Und versuch danach nochmal kdebase zu installieren!

----------

## Nighthawk

Ja, ich werde mehr auf miene Schreibweise achten.

Danke, ich werde es direkt einmal ausprobieren.

----------

## Nighthawk

achso die beiden Befehle habe ich schon gemacht, bringt es etwas den wert bei cxxflags in der make.conf auf -02 zu ändern?

----------

## Dimitri

Hier lesen: https://forums.gentoo.org/viewtopic.php?t=20591

Dim

----------

## Nighthawk

Ich versucher es nocheinmal, die make.con bleibt dabei fast unangetastet.

Aus -03 wird -02 und dann mal schauen ob es geht.

Finde das ganze sehr komisch, dass cih etwas falsch mache glaube oder hoffe ich zumindest nicht  :Smile: 

Wenn das wider nicht klappt höre ich besser auf und nehme wieder SUSE, da ihr mir glaube ich dann auch nicht mehr wirklich weiterhelfen könnt  :Sad: 

----------

## Headhunter123

Mach dich mal mit der Shellvariable USE vertraut (rtfm, you remember  :Wink: )

----------

## Nighthawk

Also ich habe jetzt nocheinmal alles neu gemach t mke2fs usw.
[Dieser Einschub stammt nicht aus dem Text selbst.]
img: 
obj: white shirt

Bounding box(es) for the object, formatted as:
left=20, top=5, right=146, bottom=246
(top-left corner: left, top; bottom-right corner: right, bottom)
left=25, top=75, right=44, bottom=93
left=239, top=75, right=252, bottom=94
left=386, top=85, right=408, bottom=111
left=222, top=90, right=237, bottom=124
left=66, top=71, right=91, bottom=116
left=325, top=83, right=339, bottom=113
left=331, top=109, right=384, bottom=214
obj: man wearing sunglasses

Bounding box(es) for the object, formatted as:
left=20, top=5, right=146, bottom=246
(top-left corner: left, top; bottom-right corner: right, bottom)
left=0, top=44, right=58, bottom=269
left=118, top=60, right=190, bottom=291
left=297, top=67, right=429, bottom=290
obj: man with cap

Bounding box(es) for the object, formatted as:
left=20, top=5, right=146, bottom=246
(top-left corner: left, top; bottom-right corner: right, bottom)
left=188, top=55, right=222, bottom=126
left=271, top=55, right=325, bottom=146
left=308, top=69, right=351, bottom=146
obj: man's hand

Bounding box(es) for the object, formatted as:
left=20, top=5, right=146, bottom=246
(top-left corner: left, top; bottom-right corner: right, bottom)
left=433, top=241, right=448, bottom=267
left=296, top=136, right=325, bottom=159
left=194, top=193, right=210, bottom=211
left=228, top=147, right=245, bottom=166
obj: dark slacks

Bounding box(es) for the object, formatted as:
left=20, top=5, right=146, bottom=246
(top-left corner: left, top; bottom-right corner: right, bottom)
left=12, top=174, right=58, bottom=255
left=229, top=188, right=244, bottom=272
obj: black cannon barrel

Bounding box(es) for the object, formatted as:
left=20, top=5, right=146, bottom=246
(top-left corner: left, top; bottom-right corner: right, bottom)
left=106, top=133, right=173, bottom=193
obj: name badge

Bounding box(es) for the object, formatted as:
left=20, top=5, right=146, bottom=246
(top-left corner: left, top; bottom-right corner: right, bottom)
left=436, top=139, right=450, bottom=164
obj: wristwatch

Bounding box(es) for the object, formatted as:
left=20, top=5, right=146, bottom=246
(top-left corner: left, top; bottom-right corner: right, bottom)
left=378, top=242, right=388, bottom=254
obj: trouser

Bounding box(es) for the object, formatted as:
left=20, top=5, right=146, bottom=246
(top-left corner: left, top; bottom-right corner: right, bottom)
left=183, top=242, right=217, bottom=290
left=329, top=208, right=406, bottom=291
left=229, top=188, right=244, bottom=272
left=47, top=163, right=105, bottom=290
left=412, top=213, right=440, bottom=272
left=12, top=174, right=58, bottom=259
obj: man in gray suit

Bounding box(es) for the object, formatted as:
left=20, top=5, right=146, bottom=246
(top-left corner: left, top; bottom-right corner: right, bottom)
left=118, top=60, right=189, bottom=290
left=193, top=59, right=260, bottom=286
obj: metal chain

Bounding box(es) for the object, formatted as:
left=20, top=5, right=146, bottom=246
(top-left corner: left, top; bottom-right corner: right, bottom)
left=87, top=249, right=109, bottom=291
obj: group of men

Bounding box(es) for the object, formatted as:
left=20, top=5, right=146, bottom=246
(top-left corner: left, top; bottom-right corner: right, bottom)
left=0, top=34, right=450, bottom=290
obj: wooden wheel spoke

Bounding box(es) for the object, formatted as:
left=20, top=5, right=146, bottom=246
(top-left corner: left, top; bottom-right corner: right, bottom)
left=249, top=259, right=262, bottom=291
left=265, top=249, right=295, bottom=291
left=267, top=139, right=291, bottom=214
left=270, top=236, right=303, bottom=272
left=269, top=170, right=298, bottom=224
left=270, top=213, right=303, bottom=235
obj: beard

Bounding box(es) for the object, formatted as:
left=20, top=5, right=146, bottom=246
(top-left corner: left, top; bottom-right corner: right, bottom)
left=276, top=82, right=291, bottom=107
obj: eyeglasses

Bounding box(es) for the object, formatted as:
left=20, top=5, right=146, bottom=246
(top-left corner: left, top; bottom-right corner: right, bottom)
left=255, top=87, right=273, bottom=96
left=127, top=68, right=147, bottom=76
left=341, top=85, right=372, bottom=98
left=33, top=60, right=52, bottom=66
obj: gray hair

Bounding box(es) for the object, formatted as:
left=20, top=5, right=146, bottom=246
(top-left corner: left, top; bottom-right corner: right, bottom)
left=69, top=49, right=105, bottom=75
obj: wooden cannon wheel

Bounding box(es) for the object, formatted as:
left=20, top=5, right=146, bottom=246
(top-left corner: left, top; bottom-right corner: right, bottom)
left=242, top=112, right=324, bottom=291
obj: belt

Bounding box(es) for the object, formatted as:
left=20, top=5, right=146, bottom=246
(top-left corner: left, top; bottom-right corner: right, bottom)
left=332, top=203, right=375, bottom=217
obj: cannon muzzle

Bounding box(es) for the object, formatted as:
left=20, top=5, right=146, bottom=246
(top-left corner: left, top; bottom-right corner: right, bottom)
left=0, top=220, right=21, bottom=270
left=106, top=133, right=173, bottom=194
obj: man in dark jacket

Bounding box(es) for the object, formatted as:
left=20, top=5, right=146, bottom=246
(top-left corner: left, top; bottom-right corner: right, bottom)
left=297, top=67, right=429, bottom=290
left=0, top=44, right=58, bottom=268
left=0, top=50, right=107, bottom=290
habe wieder mp3blaster usw emerged.

Jetzt gebe ich Kde base ein und der MR. Gentoo behauptet doch tatsächlich wieder es gäbe keinen C++ Compiler

Das stimmt nicht!!!!

aufgefallen ist mir das gentoo bei emerge -p die PRogramme nicht in der Reihenfolge wie bei dem FAQ von www.gentoo.de ausgibt, kann der Fehler daliegen, das gentoo die reihenfolge nicht beachtet und so Programme fehlen?

HELP PLEASE

----------

## Headhunter123

Hast du meinen Post überhaupt gelesen ?

Naja, um auf deine Frage einzugehen :

Wie hast du ohne C++ Compiler deinen mp3blaster/prozilla installiert ? Antwort : Gar nicht. Folge : Der C++ compiler ist installiert.
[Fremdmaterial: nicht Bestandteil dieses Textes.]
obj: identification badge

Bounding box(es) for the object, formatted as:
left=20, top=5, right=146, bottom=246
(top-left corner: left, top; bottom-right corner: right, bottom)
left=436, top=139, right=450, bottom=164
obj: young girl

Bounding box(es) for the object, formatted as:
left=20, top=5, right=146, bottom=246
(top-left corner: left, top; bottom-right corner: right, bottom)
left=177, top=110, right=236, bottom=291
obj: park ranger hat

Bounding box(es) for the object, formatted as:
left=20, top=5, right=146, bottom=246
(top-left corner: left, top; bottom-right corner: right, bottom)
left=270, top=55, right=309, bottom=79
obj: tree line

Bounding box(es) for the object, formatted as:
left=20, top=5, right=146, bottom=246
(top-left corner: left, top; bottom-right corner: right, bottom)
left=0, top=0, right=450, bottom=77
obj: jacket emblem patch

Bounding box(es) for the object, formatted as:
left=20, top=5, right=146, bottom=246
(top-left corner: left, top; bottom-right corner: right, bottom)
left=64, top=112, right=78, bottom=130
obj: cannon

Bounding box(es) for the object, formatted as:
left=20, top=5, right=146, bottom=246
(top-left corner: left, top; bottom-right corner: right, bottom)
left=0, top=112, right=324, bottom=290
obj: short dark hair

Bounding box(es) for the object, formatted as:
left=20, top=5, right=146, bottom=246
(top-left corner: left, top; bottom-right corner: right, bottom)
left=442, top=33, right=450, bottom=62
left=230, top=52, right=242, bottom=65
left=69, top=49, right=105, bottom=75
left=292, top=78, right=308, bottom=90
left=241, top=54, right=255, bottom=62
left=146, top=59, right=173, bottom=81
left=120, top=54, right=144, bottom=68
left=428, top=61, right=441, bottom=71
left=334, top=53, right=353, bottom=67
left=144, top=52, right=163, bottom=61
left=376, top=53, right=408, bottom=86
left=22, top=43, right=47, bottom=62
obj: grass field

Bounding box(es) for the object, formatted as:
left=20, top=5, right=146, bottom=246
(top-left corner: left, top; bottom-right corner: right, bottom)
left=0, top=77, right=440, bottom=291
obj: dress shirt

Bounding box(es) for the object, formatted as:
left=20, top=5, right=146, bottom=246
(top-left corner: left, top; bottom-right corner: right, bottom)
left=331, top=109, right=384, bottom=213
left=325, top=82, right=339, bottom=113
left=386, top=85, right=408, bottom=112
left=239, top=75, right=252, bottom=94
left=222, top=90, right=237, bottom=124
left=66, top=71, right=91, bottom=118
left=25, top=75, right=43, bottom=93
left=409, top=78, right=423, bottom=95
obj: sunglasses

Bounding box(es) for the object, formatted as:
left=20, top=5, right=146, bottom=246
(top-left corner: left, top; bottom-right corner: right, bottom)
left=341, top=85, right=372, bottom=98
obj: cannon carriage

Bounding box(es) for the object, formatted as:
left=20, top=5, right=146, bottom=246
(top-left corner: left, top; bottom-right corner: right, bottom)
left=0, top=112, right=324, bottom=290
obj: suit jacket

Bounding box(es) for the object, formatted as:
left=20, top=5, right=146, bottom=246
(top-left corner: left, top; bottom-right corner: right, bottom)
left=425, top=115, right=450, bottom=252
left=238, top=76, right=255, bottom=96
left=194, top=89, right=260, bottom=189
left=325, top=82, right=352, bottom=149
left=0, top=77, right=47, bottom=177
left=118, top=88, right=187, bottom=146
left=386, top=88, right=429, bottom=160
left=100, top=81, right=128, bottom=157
Mach einfach mal ein emerge gcc -p, dann wirst du sehen dass er da ist  :Smile: 

Die Reihenfolge in der die Pakete aufgelistet werden spielt keine Rolle. Du musst auch bedenken dass das GentooFAQ ein paar Monate älter ist, und somit nicht mehr die aktuellen Pakete aufgelistet sind.

----------

## Nighthawk

Jojo, weißt du wo die USE variable beschrieben wird?

Ausser in  Gentoo?

----------

## Nighthawk

Achja und wegen mp3blaster, ich dachte der braucht nur den c Compiler.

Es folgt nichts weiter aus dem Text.